我喜欢这部影片,因为它讲谦卑的大地上小人物的故事,有梦想和努力,但不靠导演赋予乐观和奇迹。尼可虽贵为神偷,却为别人顶罪服刑,在出狱后发现朋友已经用光了自己的钱,妻子跟了有钱人,而儿子甚至想改姓;安吉尔从小心爱的马最终还是没有成为冠军,他自己终究也未能逃离死神的阴影;维多利亚虽然向全智利最好的芭蕾舞评论家证明了自己的舞技,但是她依旧没有获得登台表演的机会,甚至要流亡阿根廷,更不用说继父母双殁后她再次失去了自己的爱人。这就是最底层小人物的残酷现实。社会体制从来没有打算给他们机会。它以“没有正规教育”和“十年监狱”拒绝他们。但是,小人物们从来没有因此而沉沦梦想。他们的逻辑是:既然社会体制内没有公平,那就在这之外创造自己的机会。略施小计换取和自己的马儿在一起的机会,从背后踢倒报复典狱长,偷取独裁者藏匿的现金,以及为爱人制造一个给“天鹅”表演的舞台,沿走私的小道出逃他国,都属于这样的办法。它们并不合法,但在那些画面却显得干净、机智、冷静和果断。我想,那都是因为善良和爱。我们必须庆幸电影没有准备通过虚幻的成功来短暂的讨好观众。它让维多利亚在初次见到大海时不顾一切的奔跑,让安吉尔骑着自己心爱的马儿穿越城市,让尼可面对雪山时喃喃自语:你还在那里,你是那样的美。在这些美好的镜头中,它也更让我们看到这些小人物的梦想和努力是多么的迷人和耀眼。

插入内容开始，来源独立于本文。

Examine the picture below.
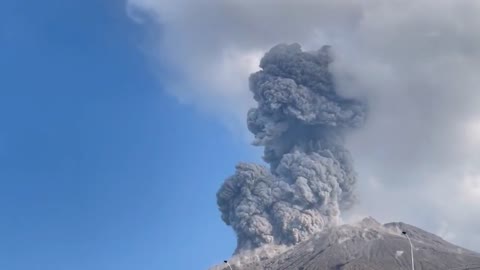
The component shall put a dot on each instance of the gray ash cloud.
(301, 121)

我们都是小人物。我们的生活也依靠爱和梦想而有更多的色彩。
影片结束时,维多利亚如开始时候一样,在高高的雪山上,神鹰锐利的目光和远处静静的雪山在镜头间反复切换。即使明明还记得安吉尔最后的双目中黯淡而迅速飞逝的云,我却强烈的渴望着一些奇迹发生。我忆起维多利亚在安吉尔马背上微闭双眼,飞驰过星空下的雪山。突然间,维多利亚睁大的双眼和平静的面庞上微微变化,仿佛闪过一丝激动。然后,一切迅速褪进黑幕之中,结束了。

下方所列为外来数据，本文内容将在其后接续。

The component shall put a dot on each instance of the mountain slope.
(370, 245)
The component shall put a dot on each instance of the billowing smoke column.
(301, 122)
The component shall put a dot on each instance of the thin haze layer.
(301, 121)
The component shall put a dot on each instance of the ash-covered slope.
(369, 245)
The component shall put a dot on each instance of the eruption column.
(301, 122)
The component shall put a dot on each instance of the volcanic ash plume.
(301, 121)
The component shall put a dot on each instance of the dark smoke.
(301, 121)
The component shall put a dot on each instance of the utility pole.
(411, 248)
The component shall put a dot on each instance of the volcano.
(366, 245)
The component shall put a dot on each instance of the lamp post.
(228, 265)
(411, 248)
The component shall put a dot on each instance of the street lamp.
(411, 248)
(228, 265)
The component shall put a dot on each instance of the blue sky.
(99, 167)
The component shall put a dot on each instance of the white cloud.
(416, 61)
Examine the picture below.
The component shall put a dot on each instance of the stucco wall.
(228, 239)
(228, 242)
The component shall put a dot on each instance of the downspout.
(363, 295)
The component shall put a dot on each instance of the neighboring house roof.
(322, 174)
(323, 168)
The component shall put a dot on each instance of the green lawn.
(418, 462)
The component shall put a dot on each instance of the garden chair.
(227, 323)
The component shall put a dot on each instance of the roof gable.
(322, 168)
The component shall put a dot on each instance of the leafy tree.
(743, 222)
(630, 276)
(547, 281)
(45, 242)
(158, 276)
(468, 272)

我不知道维多利亚看见了什么,除了那皑皑的雪山和神鹰炯炯的双目。但我开始相信,生活前进的动力并不在于美梦成真。梦想引导我们不断向前,如同那高高的雪山一直召唤着他们前往梦想中的牧场。所以,尽管对于日本电影家和诗歌的祈祷并没有帮助安吉尔实现梦想,但我仍然喜欢那句话—它从第一次被朗诵就把我深深打动:人们把你放在神台上;我把你请下,放在谦卑的太阳照耀的大地上。
我们都在谦卑的大地上。是梦想和爱的阳光照耀着我们。
《舞者与小偷》观后感(三):特鲁埃瓦的《舞者与小偷》
精心设计的多重对立、跳出国界的后殖民主义视角、让我呼喊出你的名字
西班牙导演费尔南多·特鲁埃瓦2009年上映的电影《舞者与小偷》(Baile de la victoria, El)。如果严格按照原意应翻译成《跳舞的维多利亚》,即电影中的舞蹈演员。中文这样翻译似乎是把被凝视的主体悄然置换,变成了两个角色身份(舞者和小偷)之间的互动。当然电影翻译中的雅信达本来就难,我们这些坐享其成的吃瓜群众不能过分苛责。
作为一个土生土长的西班牙导演,特鲁埃瓦却把《舞》这部电影架设在当代智利皮诺切特独裁政府时期。电影中的许多主题都揭示了一种边缘文化同欧陆中心视野的刻意割裂和作为他者对文明中心的有意无意的窥探。不同于好莱坞剧情反转式的套路,也有别于欧洲电影的故事叙事,特鲁埃瓦用大量闪回、动态的镜头语言,各种细节中的道具,展示了一种夹在好莱坞和欧陆电影隙缝中间的西班牙导演特有的热烈和细腻。表面上看,他将自己要表达的的主题锁进了重重设防的保险箱里,将一些冲突和矛盾作为导引和线索,用戏剧性和剧中角色吐出的真言写就了一部关于情爱的悲喜剧。观影后有一朋友说,电影中有在刻意添加很多喜剧元素,像是在用很多俚俗的玩笑来冲淡调和现实社会的残酷压抑,所以这部电影始终无法成为一部现实主义大作。关于这一点恐怕是见仁见智的,不过喜剧元素的添加倒是提升了观众的观影体验,是不是一部现实主义大作当然不是我一个人能决定的。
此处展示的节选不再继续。